Saat itu pasca pilpres 2014, siang hari saya jalan kaki perkuat stamina. Liwat dekat kerumunan PSK (pedagang sayur keliling) bercaping, istirahat di teduh pohon. Terdengar celotehan :”Mbiyen milih presiden, margo wonge mitayani. Wingi milih presiden ben ndang rampung . . . “. Sayang, hanya itu yang sempat saya dengar.

Sepanjang jalan pulang, bahkan sampai sekarang ternyata ada beberapa kejadian sebagai pertanda sesuai judul. Perombakan kabinet yang notabene adalah pembantu presiden, sebagai fakta pertama. Perombakan kabinet juga tidak menyelesaikan masalah bangsa. Bukan karena yang disasar sesuai opini masyarakat, tak terwujud. Jokowi masih mempertimbangkan praktik politik transaksional.

Entah mana yang muncul terlebih dahulu, kasus oknum sekjen nasdem dipanggil KPK atau kasus “papa minta saham”. Saya memang buka pengamat politik, sehingga tidak bisa menghafal tanggal kejadian perkara. Seperti sajian sejarah. Kita juga tidak tahu pasti, apakah nasdem dalam praktik ideologinya adalah pro-rakyat banget atau sekedar pro-rakyat saja.

Mengandalkan opini masyarakat, oknum ketua DPR RI hanya lengser dari kedudukan/jabatan ketua, bukan lengser dari tempat terhormat sebagai wakil rakyat. Untung tidak ada atau belum ada ‘kode etik penyelenggara negara’. Bahkan ybs dengan rekam jejaknya malah digadang bisa masuk bursa calon ketua Partai Golkar. Inilah hebatnya perilaku dan pelaku politik Nusantara.

Lain cerita dan beda nasib dengan oknum sekjen nasdem.

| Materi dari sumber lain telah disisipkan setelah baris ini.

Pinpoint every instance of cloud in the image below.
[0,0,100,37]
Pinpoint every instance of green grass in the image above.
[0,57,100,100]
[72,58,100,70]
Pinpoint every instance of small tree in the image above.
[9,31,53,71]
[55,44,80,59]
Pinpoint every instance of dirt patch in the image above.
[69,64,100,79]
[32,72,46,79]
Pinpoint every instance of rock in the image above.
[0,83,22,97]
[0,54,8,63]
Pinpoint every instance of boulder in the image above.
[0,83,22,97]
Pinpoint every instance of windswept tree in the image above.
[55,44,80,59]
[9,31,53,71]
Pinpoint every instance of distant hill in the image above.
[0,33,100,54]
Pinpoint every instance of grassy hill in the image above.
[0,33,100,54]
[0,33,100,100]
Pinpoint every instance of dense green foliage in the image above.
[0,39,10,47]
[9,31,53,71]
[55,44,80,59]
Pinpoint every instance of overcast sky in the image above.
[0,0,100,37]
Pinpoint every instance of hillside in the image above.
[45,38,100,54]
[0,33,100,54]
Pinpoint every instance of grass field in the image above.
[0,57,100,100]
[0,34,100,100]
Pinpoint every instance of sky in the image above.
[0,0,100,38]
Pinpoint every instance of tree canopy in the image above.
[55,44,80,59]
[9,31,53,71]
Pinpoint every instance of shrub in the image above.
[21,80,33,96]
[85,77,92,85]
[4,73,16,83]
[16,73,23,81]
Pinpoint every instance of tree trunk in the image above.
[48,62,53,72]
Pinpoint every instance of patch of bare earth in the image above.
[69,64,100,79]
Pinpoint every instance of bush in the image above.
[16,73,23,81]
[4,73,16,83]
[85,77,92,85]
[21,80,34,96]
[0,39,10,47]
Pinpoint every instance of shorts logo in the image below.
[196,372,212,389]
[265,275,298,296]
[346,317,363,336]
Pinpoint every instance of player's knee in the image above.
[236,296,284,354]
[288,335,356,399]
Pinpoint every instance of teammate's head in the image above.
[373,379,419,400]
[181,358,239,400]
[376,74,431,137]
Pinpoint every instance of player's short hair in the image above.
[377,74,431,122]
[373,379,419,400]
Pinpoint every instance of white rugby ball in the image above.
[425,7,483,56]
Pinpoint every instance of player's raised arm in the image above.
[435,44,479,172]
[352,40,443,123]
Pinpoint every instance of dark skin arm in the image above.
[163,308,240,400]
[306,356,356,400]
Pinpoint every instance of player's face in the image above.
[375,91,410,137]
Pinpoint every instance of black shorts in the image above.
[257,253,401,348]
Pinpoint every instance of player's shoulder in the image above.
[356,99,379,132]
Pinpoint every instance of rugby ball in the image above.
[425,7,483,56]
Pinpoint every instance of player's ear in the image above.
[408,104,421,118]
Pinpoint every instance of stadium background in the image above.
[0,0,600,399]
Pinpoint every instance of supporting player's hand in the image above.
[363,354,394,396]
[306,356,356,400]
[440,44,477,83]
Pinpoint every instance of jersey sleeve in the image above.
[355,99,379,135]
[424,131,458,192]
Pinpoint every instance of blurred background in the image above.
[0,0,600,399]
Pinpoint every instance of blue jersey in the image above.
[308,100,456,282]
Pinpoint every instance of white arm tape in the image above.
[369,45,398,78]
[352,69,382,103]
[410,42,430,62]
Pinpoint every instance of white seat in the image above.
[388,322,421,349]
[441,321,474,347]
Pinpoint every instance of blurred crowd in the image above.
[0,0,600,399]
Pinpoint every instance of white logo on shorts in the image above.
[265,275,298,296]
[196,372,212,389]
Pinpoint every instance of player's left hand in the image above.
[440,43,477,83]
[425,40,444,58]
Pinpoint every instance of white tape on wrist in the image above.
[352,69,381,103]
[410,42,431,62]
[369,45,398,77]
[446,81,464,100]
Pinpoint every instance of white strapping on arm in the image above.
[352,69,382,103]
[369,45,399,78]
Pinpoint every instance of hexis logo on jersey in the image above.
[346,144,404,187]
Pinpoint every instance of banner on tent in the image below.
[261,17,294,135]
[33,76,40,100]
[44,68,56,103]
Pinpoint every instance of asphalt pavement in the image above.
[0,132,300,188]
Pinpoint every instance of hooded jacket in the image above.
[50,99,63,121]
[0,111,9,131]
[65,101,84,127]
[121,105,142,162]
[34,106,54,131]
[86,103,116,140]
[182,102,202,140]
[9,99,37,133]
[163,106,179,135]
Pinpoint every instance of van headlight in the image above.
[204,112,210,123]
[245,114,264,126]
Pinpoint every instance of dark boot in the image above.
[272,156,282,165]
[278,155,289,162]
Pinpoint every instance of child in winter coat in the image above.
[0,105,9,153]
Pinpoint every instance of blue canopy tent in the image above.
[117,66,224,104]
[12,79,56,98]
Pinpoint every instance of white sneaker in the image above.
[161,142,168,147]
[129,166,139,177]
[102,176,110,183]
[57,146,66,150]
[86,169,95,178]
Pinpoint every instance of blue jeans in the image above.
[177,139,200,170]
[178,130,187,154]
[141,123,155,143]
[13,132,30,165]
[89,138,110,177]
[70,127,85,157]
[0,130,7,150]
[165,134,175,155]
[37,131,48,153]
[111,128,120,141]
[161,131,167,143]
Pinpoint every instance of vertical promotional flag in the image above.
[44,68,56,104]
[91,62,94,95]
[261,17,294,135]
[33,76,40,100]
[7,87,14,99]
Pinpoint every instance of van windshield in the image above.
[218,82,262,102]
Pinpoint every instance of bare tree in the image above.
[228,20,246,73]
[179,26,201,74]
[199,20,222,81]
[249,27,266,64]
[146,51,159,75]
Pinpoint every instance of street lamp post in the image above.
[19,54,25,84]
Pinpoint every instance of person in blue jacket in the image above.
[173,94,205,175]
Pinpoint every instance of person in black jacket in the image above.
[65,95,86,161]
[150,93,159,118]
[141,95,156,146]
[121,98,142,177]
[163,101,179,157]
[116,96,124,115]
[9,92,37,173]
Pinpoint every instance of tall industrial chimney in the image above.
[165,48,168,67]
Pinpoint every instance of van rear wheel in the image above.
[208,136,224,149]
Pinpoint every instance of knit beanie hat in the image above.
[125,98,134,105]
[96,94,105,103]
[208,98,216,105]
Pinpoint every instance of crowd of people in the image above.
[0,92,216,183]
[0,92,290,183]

Bukan korban salah sasaran dari gebrakan revolusi mental, tetapi korban dari senjata makan tuan sang bos ahli orasi mental penghiba. Sang bos mengeluarkan senjata pamungkasnya yaitu restorasi politik. Sang bos prihatin atas nasib bangsa dan ingin mengubahnya jika, jikalau, andai, andaikata, misal nanti kalau sudah besar bisa jadi presiden. Opo tumon.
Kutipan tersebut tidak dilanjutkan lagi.